Seulement voilà, si tu existes, c’est justement que je ne suis plus capable d’un tel émerveillement, ou même de réaliser une chose aussi simple que de m’acheter un carnet.

Sans vouloir te vexer, je me suis contentée d’exhumer un vieux cahier sans charme, aux feuilles austèrement lignées parfois paraphées par Hannah, une artiste âgée de 19 mois qui manie le pastel gras avec grande habileté. Si tu existes, c’est parce que le Docteur Synapse m’a suggéré de tenir un journal de mes déboires du moment. 

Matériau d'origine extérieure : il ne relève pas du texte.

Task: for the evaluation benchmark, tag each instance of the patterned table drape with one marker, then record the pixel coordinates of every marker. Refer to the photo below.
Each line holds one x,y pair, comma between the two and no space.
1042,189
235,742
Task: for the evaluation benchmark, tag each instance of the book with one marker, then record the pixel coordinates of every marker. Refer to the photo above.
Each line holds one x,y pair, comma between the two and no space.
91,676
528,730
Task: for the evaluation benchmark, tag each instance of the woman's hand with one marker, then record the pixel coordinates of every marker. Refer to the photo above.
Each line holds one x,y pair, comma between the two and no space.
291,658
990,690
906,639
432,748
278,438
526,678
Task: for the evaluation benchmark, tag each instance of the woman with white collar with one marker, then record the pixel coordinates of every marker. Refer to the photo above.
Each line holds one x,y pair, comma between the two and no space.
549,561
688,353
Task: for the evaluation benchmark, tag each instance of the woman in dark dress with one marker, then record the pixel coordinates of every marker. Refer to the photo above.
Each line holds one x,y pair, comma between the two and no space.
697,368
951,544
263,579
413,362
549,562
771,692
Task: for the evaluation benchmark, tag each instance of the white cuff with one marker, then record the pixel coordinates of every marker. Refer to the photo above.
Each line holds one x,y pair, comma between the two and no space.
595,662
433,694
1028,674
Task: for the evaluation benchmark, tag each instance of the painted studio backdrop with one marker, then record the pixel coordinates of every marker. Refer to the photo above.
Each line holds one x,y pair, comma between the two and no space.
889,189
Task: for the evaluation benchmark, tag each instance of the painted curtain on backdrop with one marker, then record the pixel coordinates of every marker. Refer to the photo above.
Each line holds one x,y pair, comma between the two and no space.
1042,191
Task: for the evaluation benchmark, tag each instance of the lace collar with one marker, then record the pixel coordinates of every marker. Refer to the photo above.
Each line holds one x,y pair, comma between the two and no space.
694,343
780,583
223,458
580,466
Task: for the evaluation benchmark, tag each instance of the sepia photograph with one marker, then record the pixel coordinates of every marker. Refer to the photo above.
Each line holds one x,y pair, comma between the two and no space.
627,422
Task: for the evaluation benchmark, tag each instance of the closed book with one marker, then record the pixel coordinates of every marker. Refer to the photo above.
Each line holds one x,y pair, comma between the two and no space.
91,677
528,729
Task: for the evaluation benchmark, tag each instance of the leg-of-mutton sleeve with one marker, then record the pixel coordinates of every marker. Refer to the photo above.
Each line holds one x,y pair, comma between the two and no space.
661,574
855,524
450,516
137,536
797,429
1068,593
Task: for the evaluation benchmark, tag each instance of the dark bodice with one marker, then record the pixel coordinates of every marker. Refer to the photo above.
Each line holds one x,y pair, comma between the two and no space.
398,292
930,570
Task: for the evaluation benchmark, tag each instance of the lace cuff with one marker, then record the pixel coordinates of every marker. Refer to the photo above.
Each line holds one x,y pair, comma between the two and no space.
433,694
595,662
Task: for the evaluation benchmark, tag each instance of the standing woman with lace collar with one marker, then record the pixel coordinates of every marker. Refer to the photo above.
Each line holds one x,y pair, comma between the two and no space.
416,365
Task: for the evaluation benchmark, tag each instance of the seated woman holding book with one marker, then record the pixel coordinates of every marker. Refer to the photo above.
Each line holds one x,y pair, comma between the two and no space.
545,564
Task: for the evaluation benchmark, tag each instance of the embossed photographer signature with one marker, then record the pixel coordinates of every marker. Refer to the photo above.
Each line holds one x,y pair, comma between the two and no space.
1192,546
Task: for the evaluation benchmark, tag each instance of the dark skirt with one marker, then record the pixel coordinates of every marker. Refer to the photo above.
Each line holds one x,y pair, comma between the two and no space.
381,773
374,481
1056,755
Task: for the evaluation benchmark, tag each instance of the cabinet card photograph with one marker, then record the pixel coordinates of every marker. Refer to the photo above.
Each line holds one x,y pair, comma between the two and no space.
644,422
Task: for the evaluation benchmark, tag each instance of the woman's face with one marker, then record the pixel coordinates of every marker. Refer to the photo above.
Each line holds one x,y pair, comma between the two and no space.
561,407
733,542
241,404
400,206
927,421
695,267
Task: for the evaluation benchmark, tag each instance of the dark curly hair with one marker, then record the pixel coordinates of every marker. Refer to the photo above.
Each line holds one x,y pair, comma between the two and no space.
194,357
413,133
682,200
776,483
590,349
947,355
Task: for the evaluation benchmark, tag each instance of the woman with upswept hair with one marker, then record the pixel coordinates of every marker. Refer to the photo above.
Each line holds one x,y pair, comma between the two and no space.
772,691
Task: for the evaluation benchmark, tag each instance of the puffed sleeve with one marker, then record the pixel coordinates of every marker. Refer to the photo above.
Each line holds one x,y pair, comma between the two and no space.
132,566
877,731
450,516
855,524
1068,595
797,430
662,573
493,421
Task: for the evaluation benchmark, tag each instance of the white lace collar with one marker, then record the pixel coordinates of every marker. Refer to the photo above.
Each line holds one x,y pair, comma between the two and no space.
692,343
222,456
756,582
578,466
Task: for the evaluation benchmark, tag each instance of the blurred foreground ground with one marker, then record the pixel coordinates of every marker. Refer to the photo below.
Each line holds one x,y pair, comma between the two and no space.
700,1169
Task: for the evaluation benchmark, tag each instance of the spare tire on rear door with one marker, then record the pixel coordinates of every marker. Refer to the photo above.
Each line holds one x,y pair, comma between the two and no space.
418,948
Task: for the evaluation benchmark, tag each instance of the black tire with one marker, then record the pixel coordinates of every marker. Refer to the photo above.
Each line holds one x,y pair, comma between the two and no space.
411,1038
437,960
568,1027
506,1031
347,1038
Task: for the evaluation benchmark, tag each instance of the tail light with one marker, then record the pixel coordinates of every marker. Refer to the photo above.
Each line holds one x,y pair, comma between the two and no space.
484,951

Au début, j’étais un peu réfractaire à l’idée. Je ne trouvais pas cela bien réjouissant. En général, j’aime mieux amuser la galerie. Loin de moi l’idée de plomber l’ambiance déjà lourde de tous les malheurs que porte la Terre. Mais c’est un fait que j’adore écrire. J’ai toujours écrit. Depuis que je suis en âge de tenir un stylo. D’ailleurs, quand j’avais sept ans, j’ai écrit un haïku percutant qui a provoqué un tel émoi dans ma famille que j’ai un peu eu l’impression de remporter le Médicis précocement. Ma marraine, illustratrice, en avait fait un dessin que Mère avait mis sous cadre et il a trôné dans le bureau de mon papy, grand avocat, pendant des années. “Je te souris petite pâquerette toi qui fleuris près de la ciboulette”. Ma première œuvre, et pas des moindres. J’étais fière. Fière de moi. Dans ma famille on a toujours encouragé l’expression de soi. 

A l’adolescence j’ai rempli des carnets et des carnets que j’ai poursuivis jusqu’à l’âge adulte. Des carnets débordant de mal être, d’amours impossibles. J’ai rempli des pages jusqu’à une date plus récente où mon journal s’est arrêté brutalement, faute de mots. 

Gary. Je vais t’appeler Gary. C’est court, vif, dynamique, piquant. Comme la vie. Je t’emmènerai partout avec moi. Je me vois déjà installée dans un parc de Manhattan, les jambes repliées sur une belle couverture à carreaux, observant mes semblables, “trempant ma plume dans un vitriol qui dépeindrait mes contemporains sans la moindre concession”. Ou buvant un café dans le Starbuck de mon quartier, prenant des notes, relatant une vie sexuelle riche et débridée. Ou plus simplement avachie dans le canapé, en pyjama en pilou et chaussettes mauves antidérapantes, gaspillant ton papier de mes anecdotes insignifiantes. On verra bien.